How to create a trend following strategy? These 5 big tips will come in handy.

Trend following strategies are highly dependent on market momentum. Traders try to take advantage of large price movements by identifying and following established trends, but how do you quickly identify such trends and trade accordingly? So our advice would be to look no further than these 5 technical indicators.

1: Moving Average:

what’s this: Moving average trading system is an important trend following method. It displays price data in a smooth line, indicating the direction of the trend. There are two types of moving averages: Simple Moving Average (SMA) and Exponential Moving Average (EMA). SMA estimates the average price over a specific period, while EMA gives more importance to recent prices.

Confirm the trend: Traders often use long-term moving averages to identify long-term trends and short-term fluctuations.

Continuation or reversal of trend: When the price crosses the moving average and remains above it, it indicates that the trend may continue. If the price falls below the moving average, it indicates the possibility of a trend reversal.

2: Relative Power Index:

what’s this: The Relative Strength Index (RSI) is a momentum oscillator that tracks the speed and volatility of price movements. It ranges between 0 and 100. A reading above 70 (upper band) indicates overbought and a reading below 30 (lower band) indicates oversold.

Confirm the trend: Trend followers often use these criteria to predict potential reversals. However, during a strong trend the RSI may remain in overbought or oversold territory for a long period of time, indicating the strength of the underlying trend. So, don’t rely on RSI alone to decide entry and exit.

3: Moving Average Convergence Divergence:

what’s this: Moving Average Convergence Divergence (MACD) measures the difference between two moving averages. It highlights both the strength and momentum of the trend.

signal: Its signal line and MACD rising above zero indicate bullish momentum (bearish trend), while its signal line and MACD falling below zero indicate bearish momentum (bearish trend).

4: Super Trend:

what’s this: Super Trend is a trend following indicator known for its simplicity and efficiency. It combines price movement and volatility to give buy and sell signals.

Trend Ride: If the price is above the super trend line, it indicates a bullish trend and traders can consider buying. Conversely, if the price is below the supertrend line, it may indicate a bearish trend, based on which a sell decision can be made.

5: Average Directional Index (ADX):

what’s this: Directional Movement Index (DMI) and Average Directional Index (ADX) are an effective way to measure the strength and direction of trends. ADX measures the strength of a trend without indicating its direction. It ranges from 0 to 100. A level above 25 indicates a strong trend.

Confirm the trend: The DMI, which consists of two lines – positive directional indicator (+DI) and negative directional indicator (-DI), helps determine the direction of the trend. When +DI crosses -DI, ​​it indicates an uptrend. Conversely, when –DI crosses +DI, it indicates a downward trend. This combination provides the trader with a comprehensive view of the strength and direction of market trends.

Implementing a trend following strategy

Combinations of these cues can increase their effectiveness. For example, you can identify a trend using MACD and then check its momentum using RSI. Adding a moving average to the ADX/DMI combo can help identify trend intensity and direction.

Remember these things:

No single indicator is complete by itself: Combine these indicators with your trading style for a more comprehensive view of the market.
Backtesting and Optimization: Optimize your entry and exit criteria using your chosen indicators based on historical data.
Keep an eye on risk management: You can use stop loss orders and adjust and increase your position size as you see fit. Effective risk management can protect your investment.
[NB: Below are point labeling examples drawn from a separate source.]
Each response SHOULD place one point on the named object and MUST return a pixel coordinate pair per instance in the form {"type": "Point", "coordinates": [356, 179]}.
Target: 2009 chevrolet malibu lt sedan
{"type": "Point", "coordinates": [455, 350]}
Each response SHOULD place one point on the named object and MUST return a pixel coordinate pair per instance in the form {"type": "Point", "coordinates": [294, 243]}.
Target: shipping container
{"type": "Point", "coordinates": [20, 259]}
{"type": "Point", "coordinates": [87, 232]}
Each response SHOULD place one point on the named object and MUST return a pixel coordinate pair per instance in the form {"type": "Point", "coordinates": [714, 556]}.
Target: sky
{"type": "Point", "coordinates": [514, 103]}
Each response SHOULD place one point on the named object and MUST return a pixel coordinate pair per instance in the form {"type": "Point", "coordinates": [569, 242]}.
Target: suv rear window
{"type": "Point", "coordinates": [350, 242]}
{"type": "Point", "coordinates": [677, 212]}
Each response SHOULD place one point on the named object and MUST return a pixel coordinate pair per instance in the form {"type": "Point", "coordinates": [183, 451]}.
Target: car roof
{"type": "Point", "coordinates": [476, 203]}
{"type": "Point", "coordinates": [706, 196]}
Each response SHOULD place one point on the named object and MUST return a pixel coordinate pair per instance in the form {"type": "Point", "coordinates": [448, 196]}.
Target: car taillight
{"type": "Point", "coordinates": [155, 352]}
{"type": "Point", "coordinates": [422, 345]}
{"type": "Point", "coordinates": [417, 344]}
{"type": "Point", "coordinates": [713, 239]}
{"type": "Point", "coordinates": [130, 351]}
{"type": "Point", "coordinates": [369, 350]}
In short, trend-following indicators can provide a structured approach to trading by reducing the impact of emotional and subjective decisions. Traders can use these leading indicators to more accurately identify and capitalize on market trends.

(The author is a director of Upstocks. The views expressed in the article are his personal and not endorsed by Please consult your financial advisor before investing in the stock market.)